Women will be able to stay in HOPE for about a year after they enroll. The study is expected to be completed by early 2018. A similar open-label extension trial for former participants of The Ring Study, called DREAM, is expected to begin soon at sites in South Africa and Uganda.

Both the HOPE and the DREAM open-label studies will be taking place at the same time that IPM is compiling comprehensive data on dapivirine and the ring, including findings from ASPIRE and The Ring Study, and from several smaller supporting studies, into an extensive dossier it expects to submit to regulators in 2017. If granted, the first regulatory approvals could be received as soon as 2018, within the same timeframe that results of both HOPE and DREAM may be available.

Vaginal rings are flexible products that fit high up inside the vagina where they release a medication slowly over time. The monthly ring tested in ASPIRE and The Ring Study, and offered to women in the HOPE and DREAM studies, contains an ARV drug, dapivirine, as a way to provide women potentially longer-acting protection against HIV.
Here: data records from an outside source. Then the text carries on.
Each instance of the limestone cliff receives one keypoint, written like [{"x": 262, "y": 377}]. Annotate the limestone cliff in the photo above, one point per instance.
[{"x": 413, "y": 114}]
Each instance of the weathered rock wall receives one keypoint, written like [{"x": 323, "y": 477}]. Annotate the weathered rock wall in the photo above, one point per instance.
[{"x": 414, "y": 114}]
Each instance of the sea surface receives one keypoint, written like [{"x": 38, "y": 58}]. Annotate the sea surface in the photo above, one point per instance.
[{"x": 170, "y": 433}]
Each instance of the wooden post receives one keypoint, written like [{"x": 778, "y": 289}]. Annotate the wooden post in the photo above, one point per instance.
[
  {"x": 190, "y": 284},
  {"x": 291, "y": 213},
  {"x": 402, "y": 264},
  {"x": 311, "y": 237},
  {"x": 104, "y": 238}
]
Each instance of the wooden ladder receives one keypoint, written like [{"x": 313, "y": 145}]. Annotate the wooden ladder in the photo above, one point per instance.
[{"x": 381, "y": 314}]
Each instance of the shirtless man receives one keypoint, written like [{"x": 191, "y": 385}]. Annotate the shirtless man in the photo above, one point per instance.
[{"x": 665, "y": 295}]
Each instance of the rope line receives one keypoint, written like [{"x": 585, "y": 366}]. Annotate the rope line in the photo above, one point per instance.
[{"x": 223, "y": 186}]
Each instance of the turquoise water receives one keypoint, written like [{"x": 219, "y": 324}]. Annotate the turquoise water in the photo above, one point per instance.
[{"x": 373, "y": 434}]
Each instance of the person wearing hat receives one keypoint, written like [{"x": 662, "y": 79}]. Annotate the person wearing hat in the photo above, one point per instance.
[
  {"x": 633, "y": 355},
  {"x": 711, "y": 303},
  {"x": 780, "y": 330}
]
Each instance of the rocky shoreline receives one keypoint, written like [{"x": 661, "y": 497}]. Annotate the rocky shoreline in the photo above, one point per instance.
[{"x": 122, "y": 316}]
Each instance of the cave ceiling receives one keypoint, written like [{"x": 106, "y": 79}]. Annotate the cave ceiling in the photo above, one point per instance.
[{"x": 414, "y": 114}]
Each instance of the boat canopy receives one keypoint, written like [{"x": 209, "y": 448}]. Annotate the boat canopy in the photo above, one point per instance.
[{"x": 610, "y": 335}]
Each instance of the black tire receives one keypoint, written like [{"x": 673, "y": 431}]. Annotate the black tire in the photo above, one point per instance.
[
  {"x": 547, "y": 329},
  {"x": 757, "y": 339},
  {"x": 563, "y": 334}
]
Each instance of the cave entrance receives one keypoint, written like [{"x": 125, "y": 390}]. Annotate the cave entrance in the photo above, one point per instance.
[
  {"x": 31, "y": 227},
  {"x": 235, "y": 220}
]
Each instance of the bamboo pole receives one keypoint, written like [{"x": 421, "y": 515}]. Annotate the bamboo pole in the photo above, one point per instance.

Women account for nearly 60 percent of adults with HIV in sub-Saharan Africa, where unprotected heterosexual sex is the primary driver of the epidemic. Despite advances in preventing HIV, women - young women, especially - still face disproportionate risk, and a number of current prevention options, including oral PrEP, may not be accessible to or practical for many women. Ideally, women should be able to have choices when it comes to protecting themselves against HIV because no one approach will be right for all women, nor be right at all times in their lives.
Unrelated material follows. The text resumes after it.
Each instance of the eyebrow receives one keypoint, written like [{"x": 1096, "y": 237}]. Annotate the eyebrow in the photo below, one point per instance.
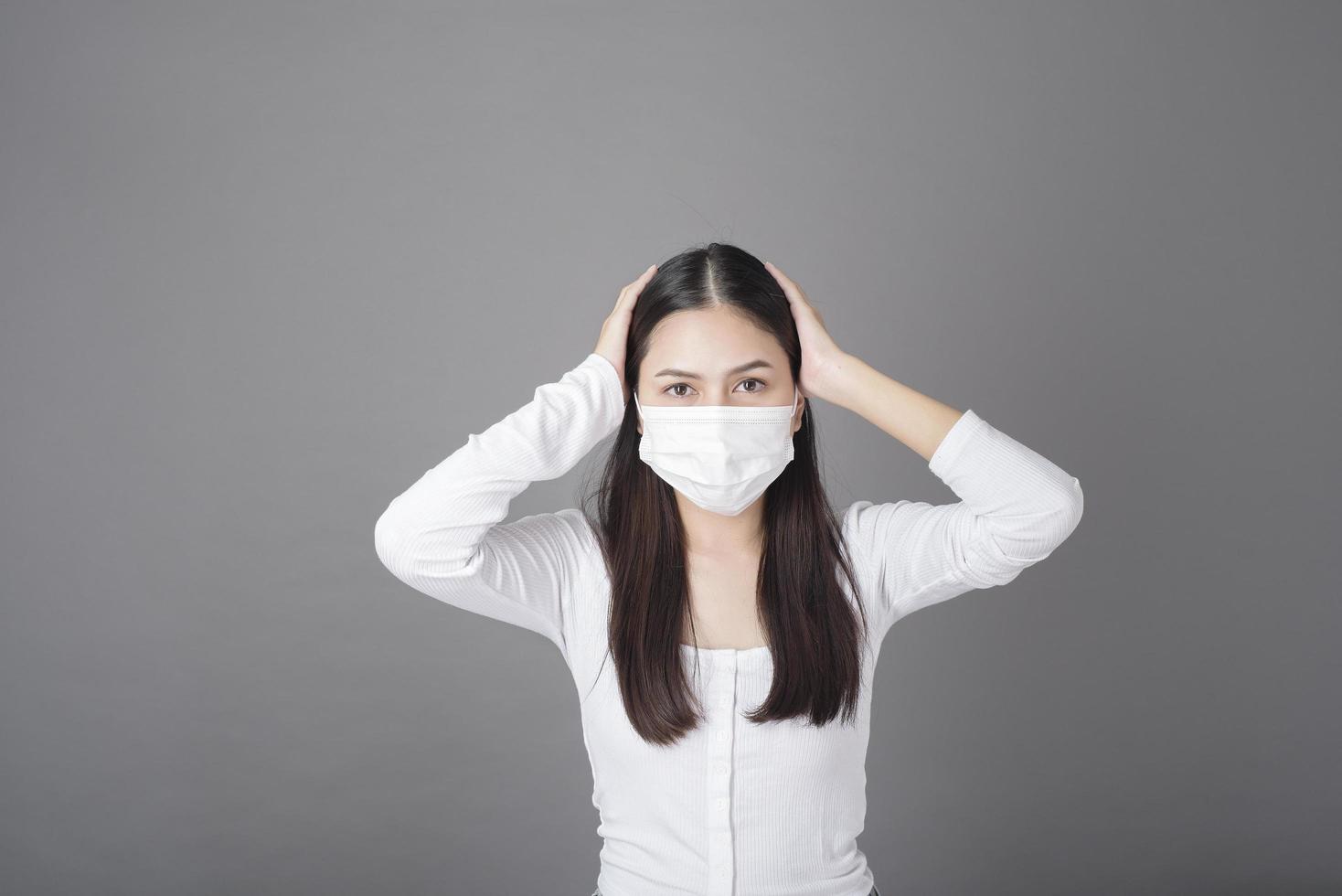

Toward this end, MTN is planning a study (MTN-034/IPM 045) that will evaluate how adolescent girls and young women use the monthly dapivirine vaginal ring and Truvada® as daily PrEP, and their preferences for either or both approaches. The study will also examine whether certain biological or physiological factors affect how the active drugs are taken up in the body. MTN-034/IPM 045 will help to better understand the factors that may have contributed to the ring not being effective among those ages 18-21 in ASPIRE. The study, which is expected to launch early 2017, will enroll approximately 300 girls and young women ages 16-21 at five trial sites in Kenya, South Africa and Zimbabwe.